Fruit Market in Amman: “She thinks I want to f*** her”

I’ve been in Amman for three days already but haven’t been any parts of the capital city yet. So after a quick simple dinner (spicy pasta, 3JD) I set off exploring the Friday nightscape of Amman. The streets are filled with the excitement of a weekend night, and endless rows of cars and taxis honk in a steady rhythm in celebration.

Feeling I’ve been lacking in the intake of Vitamin C, I head for the fruit market, hoping to buy a bag full of fruits to snack on during my 4 hour long bus trip to Aqaba tomorrow. I stop by each stalls, but all the vendors refuse take payment from me, preferring to give me samples of each fruit instead – pear, lime, fig, honeyed date.. They are either too sweet, too sour, or too bland for my taste but I dutifully finish them all.  Before I know it, I am sitting on a barrel that one of the vendors have offered me, this time a quarter of pomegranate in my hand. The vendor who has invited me to sit next to him is an old man, and I feel like a girl receiving treats from her granddad every time he peels a different kind of fruit and places them in my hand.

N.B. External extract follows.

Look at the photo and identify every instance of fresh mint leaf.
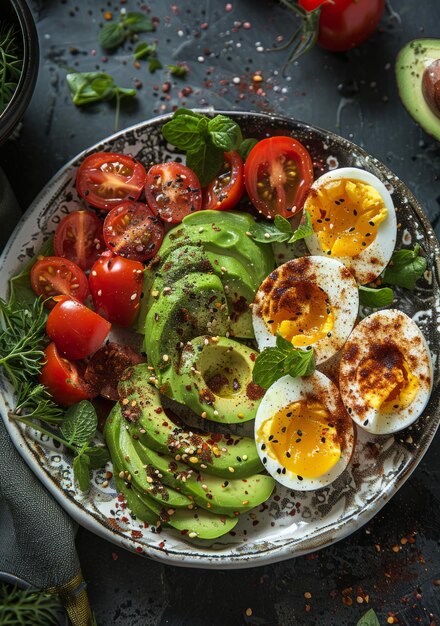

It seems a young man with stubbles is the only one who can speak English, and he tells me anecdotes about each vendors – and he likes to use f word often.

“That guy over there, he used to have a Filipino wife. He likes to f*** Philippine girls” “F*** America. It’s a bad country. Syria is f***ing America, North Korea is f***ing America. It’s good”

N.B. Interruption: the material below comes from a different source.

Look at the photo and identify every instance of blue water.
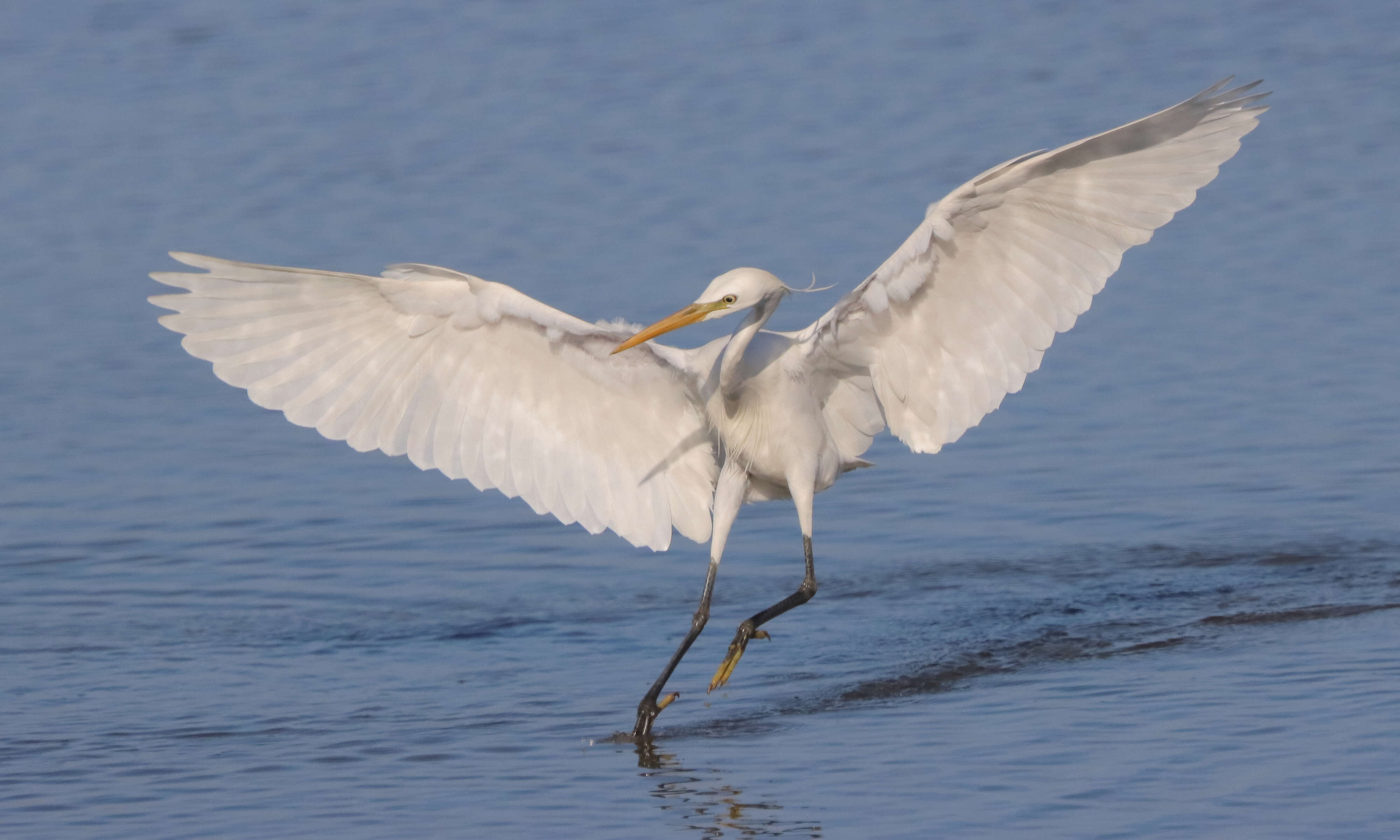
[0,0,1400,839]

He wants to take a picture with me, and as he sits next to me and pose at the camera, he puts his arm around my neck. His hand ‘happens’ to be placed over my chest, and he even dares to slightly cup his hand.  I stand up making some excuse about having to go back, and the old vendor puts his arm behind me as if to guide my way out protectively, but his hand is on my ass.

The young man offers to walk me back to the hostel and I say ‘it’s okay’, and he announces to everyone, ‘she doesn’t want me to come with her because she thinks I want to f*** her!’, as if telling a great joke. Everyone cheerily laughs and I laugh along with them, but I’m actually in a sour mood. I walk away with an unfinished pomegranate in my hand, with my back turned towards the old vendor who has cheekily asked if I could give him a kiss goodbye on his lips.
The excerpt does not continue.